Sir Thomas Browne (1605–1682) was an English physician, wordsmith, and polymath who contributed hundreds of words to the English language (such as medical, electricity, migrant, and computer). After studying medicine in Montpellier, Padua, and Leiden, he settled in Norwich, where he practised as a doctor and wrote some of the greatest books of the seventeenth century, still read for their accessibility and eloquence.
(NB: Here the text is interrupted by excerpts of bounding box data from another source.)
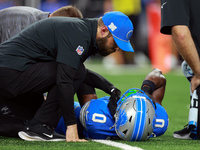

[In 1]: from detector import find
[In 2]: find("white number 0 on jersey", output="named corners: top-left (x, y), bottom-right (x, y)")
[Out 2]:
top-left (92, 113), bottom-right (106, 123)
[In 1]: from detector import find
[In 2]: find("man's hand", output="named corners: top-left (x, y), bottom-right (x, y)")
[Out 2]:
top-left (144, 68), bottom-right (166, 105)
top-left (145, 68), bottom-right (166, 89)
top-left (108, 88), bottom-right (121, 117)
top-left (66, 124), bottom-right (87, 142)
In Sir Thomas Browne: The Opium of Time, Dr Gavin Francis examines Browne’s work through a variety of themes: ambiguity, curiosity, vitality, piety, humility, misogyny, mobility, and mortality. He argues that the work has lost little of its power and wisdom, and none of its beauty. Religio Medici (‘Religion of the Doctor’) examined the vexed question of faith in a God who, to a physician, seemed indifferent to suffering. Pseudodoxia Epidemica (‘Vulgar Errors’) gave free rein to an agile curiosity and sought to debunk notions then commonly believed, such as that dead kingfishers indicate the direction of the wind, or that a woman could get pregnant from sharing a bath with a man. Urne Buriall was Browne’s meditation on mortality, occasioned by a find of funerary urns, while Museum Clausum (‘Hidden Museum’) sets out a series of thought experiments and counterfactuals, such as how history might have been different had Alexander the Great marched west instead of east.
Gavin Francis draws on his own experiences as a twenty-first century writer and doctor to discover that although many centuries separate him from Browne, they share a fundamental curiosity about the world and about people.